Nurullah Genç’in şu dizeleri ile duygularımı sizlere ifade etmek istiyorum.
Karanlık bir gece, kanlı ve derin
Ateşle boyandı yüzü göklerin
Şehitler bağrına uzandı yerin
Zamanın nabzında atan bizimdir
İhânet onların, vatan bizimdir
Müjde verenleriz, korkutan değil
Yurda kardeş kanı akıtan değil
Namluyu millete doğrultan değil
Tankların altına yatan bizimdir
Esâret onların, vatan bizimdir
Hıyânet zehrini akıtmış dile
Şeytan’ı aldatır bu kahpe hîle
Görmedi insanlar tarihte bile
Bayrağı göğsünde tutan bizimdir
Dalâlet onların, vatan bizimdir
Tuzak kuranlara tuzak kuruldu
Zulümle örülen zincir kırıldı
Ülkeme yeniden mühür vuruldu
Sevdayı toprağa katan bizimdir
Nedâmet onların, vatan bizimdir
Bizimdir ufukta büyüyen yollar
Bizimdir diriliş bekleyen yıllar
Semâya uzansın duâlı eller
Doğan güneş bizim, batan bizimdir
Sefâlet onların, vatan bizimdir
Doğan güneş bizim, batan bizimdir
Sefâlet onların, 2023 bizimdir
Bu duygu ve düşüncelerle 15 Temmuz Demokrasi ve Milli Birlik Gününün ülkemiz, milletimiz ve demokrasimiz için hayırlara vesile olmasını diliyorum. Aziz şehitlerimize Allah’tan rahmet, şehit yakınlarımıza başsağlığı, gazilerimize sağlık ve afiyet temenni ediyorum. “Türkiye aşkına, Türkiye Geçilmez” diyerek istiklaline ve istikbaline sahip çıkan herkese şükranlarımı sunuyorum. Sizleri sevgiyle, saygıyla selamlıyorum. Allah’a emanet olun.
Programdan notlar:
Gün boyu Cumhurbaşkanımızın da katıldığı canlı yayınlar, sahnede yer alan dev ekrandan ve meydanda bulunan led ekrandan Gerede halkına izleme imkânı sunuldu. Gerede Belediyesi tarafından saat 21.30’da katılımcılara yüzlerce Türk Bayrağı hediye edildi. Belediye Başkanı Mustafa Allar’ın ve Gerede Kaymakamı Cengiz Ayhan’ın konuşmaları büyük alkış aldı.

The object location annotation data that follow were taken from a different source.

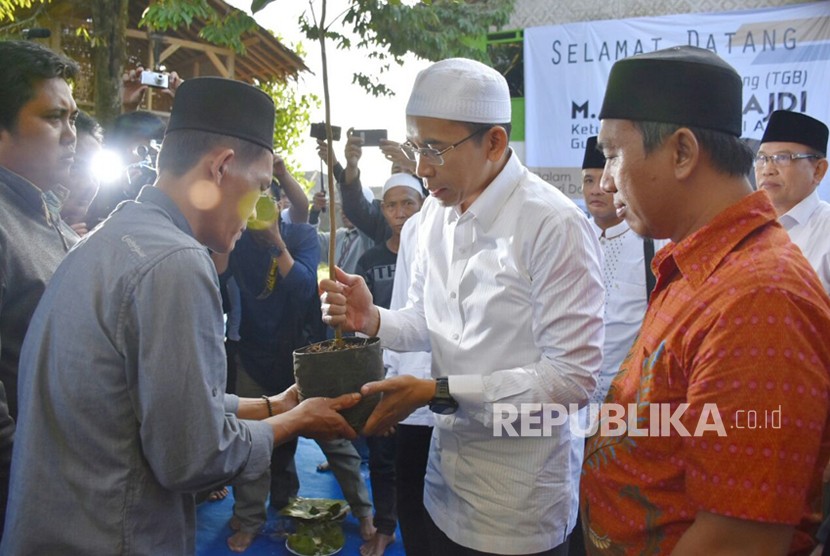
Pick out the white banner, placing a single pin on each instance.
(781, 53)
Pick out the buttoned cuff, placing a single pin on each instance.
(467, 390)
(231, 403)
(390, 327)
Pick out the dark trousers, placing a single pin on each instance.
(441, 545)
(382, 474)
(410, 467)
(285, 483)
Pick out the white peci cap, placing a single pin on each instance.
(403, 180)
(461, 90)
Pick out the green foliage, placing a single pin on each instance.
(220, 29)
(292, 121)
(389, 29)
(8, 7)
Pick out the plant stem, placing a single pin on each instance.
(338, 333)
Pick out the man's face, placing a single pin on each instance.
(237, 191)
(598, 202)
(788, 185)
(399, 203)
(463, 176)
(83, 183)
(637, 181)
(41, 147)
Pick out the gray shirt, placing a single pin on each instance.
(349, 246)
(123, 414)
(32, 243)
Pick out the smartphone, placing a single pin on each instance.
(371, 137)
(155, 79)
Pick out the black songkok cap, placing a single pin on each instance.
(593, 158)
(793, 127)
(682, 85)
(225, 107)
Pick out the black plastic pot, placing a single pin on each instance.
(332, 373)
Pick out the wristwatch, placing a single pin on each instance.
(443, 403)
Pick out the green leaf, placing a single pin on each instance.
(257, 5)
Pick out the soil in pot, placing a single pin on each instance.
(327, 370)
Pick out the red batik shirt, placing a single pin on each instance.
(738, 328)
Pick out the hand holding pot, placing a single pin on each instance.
(348, 302)
(316, 418)
(401, 395)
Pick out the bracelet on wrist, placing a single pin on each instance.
(267, 401)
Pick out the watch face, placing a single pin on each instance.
(444, 407)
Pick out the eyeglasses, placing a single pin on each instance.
(782, 159)
(434, 156)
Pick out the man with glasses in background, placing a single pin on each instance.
(506, 289)
(790, 164)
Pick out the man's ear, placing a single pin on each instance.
(220, 161)
(685, 152)
(821, 170)
(497, 142)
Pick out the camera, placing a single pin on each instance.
(155, 79)
(371, 137)
(318, 131)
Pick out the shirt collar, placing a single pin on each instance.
(153, 195)
(802, 212)
(490, 202)
(697, 256)
(31, 195)
(616, 230)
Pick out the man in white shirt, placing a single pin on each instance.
(507, 290)
(790, 164)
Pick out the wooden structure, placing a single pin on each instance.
(180, 50)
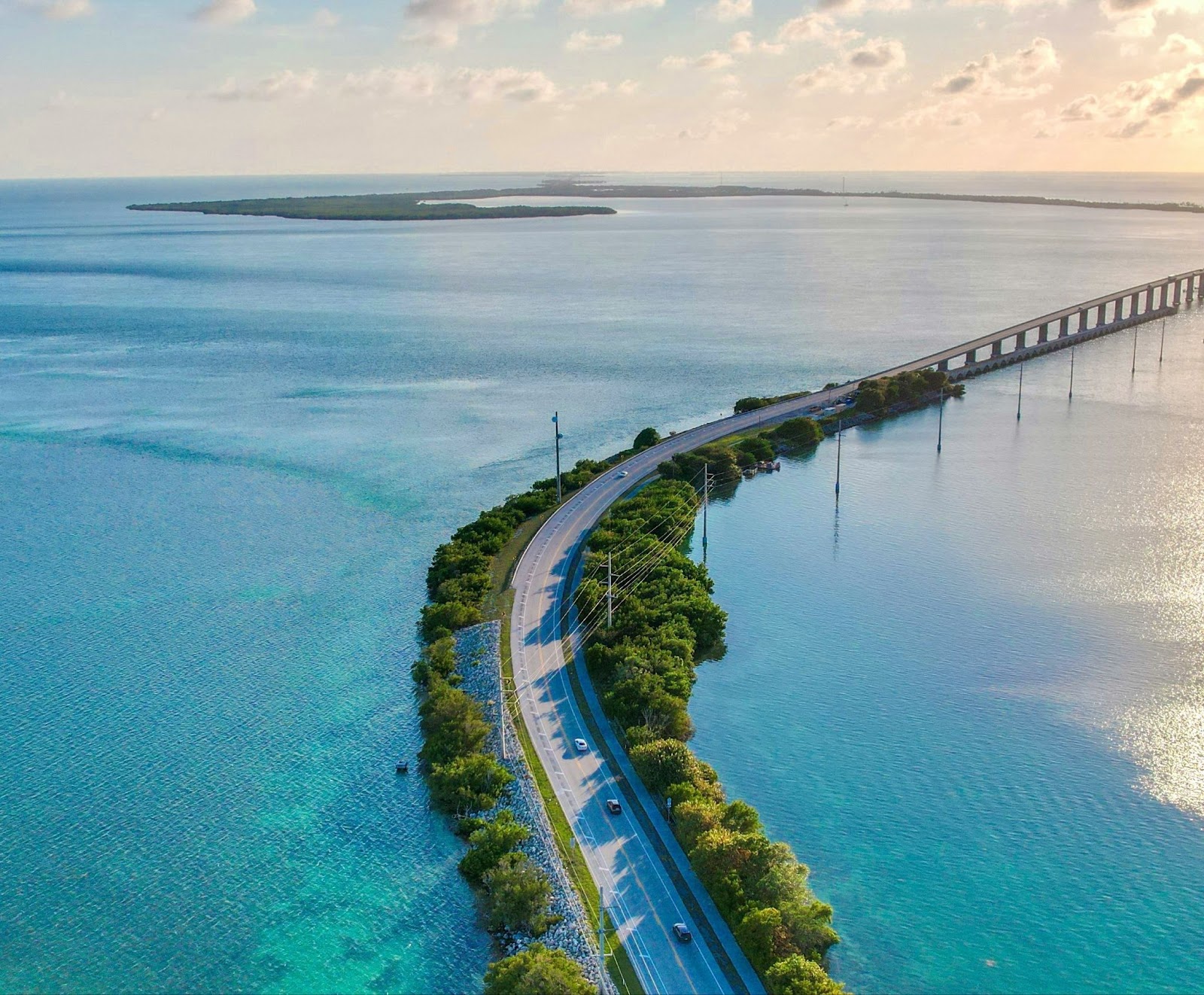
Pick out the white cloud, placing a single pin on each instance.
(226, 11)
(1178, 45)
(724, 123)
(740, 42)
(413, 82)
(850, 123)
(583, 41)
(58, 10)
(728, 10)
(507, 84)
(854, 8)
(868, 69)
(814, 27)
(714, 59)
(441, 21)
(1162, 105)
(280, 86)
(597, 8)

15 Temmuz şehidi Geredeli Fatih Kalu’nun ailesi de protokolde yerini alırken gözyaşlarına hakim olamadılar. Ünlü Kâriler Bayezid Camii İmam Hatibi Mehmet Duman, Eyüp Sultan Camii İmam Hatibi Erhan Mete, Gerede Merkez Kuran Kursu Öğreticisi Bünyamin Özçiftçi ve Süleymaniye Camii Baş İmam Hatibi Ekrem Nalbant tarafından Kur’an-ı Kerim tilavetleri ve Sala okundu, Öğrenciler tarafından; Şiir Dinletileri, Marşlar ve Semazen Gösterisi yapıldı, Led ekrandan 15 Temmuz Temalı Sinevizyon Gösterimi programda yer aldı. Program gece 01.00 sularında hatıra fotoğraflarının çekilmesi ile sona erdi.
16 Temmuz Cumartesi günü ise; Saat: 20.40’da Araştırmacı Yazar Abdurrahman Uzun ‘’15 Temmuz Ruhu’’ konulu sohbet programı ile Saat: 22.35’te ise Türk halk müziği sanatçısı, besteci ve sunucu Uğur Işılak Cumhuriyet Meydanında yer alan sahnede binlerce Geredeli ile buluştu.
Binlerce Geredelinin katıldığı programlar büyük beğeni alırken Araştırmacı Yazar Abdurrahman Uzun’un sohbetine ve Uğur Işılak konserine çevre il ve ilçelerden de katılım oldu.